Commençons par ce constat étonnant : sept Belges sur dix ignorent que l’avortement reste un délit contre l’ordre des familles et la moralité publique inscrit dans le code pénal, selon un sondage mené à la demande du Centre d’action laïque (CAL). L’interruption volontaire de grossesse n’a été en réalité que partiellement dépénalisée en 1990. Trois quarts des sondés s’affirment ensuite en faveur d’une dépénalisation totale de l’avortement.

Un collectif de signataires insiste dans cette carte blanche publiée dans nos colonnes pour qu’une loi qui réponde au mieux au besoin des femmes voie le jour. En effet un autre sondage inédit démontre que les Belges sont massivement en faveur d’une sortie de l’IVG du Code pénal. Pour preuve, 75 % des sondés estiment que l’IVG ne doit plus être considérée comme un délit et devrait être régie par une loi médicale.

Edito de Véronique Lamquin, journaliste et rédactrice en chef adjointe au journal « Le Soir ». « En 2018 en Belgique, l’interdiction d’avorter est toujours inscrite dans le code pénal. Ouvrir le débat est une nécessité démocratique. Le refuser serait un terrible aveu de faiblesse ».

Pourquoi le monde politique est-il toujours autant divisé sur la question de la dépénalisation ? Réponse dans cet article qui explique pourquoi les élus politiques peinent à proposer une réponse unie, tandis que l’opposition veut mettre à l’agenda le débat sur la sortie de l’IVG du code pénal.

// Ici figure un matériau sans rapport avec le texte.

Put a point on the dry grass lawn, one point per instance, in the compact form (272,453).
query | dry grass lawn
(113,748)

Au parlement, la majorité suédoise freine le débat sur les propositions de loi visant à sortir l’avortement du Code pénal. C’est le CD&V qui est le plus remonté.

Retour sur les positions divergentes des élus politiques et sur le « deal » possible entre embryon et IVG. Il s’agirait en effet de concéder au CD&V des avancées à propos du « statut de l’embryon », en échange d’un assouplissement des chrétiens-démocrates sur la dépénalisation de l’IVG. Tandis que les milieux laïques considèrent que cela restreindrait le droit à l’avortement, les bleus ont refusé jusqu’à présent d’envisager toute modification législative ayant trait à l’embryon.

Alors que la commission Justice se réunit ce mercredi à la Chambre, un sondage-express auprès des 20 parlementaires MR indique que les libéraux-réformateurs sont favorables majoritairement à la dépénalisation de l’interruption volontaire de grossesse.

Le débat fait rage entre les parlementaires qui sont réunis ce mercredi afin de discuter le retrait de l’IVG du Code pénal. La commission Justice de la Chambre a mis à l’agenda une série de propositions de loi défendues par différentes formations politiques, à commencer par celles ayant trait au retrait de l’IVG du Code pénal. Celles-ci sont portées par les socialistes, écologistes, libéraux flamands, Défi et le PTB.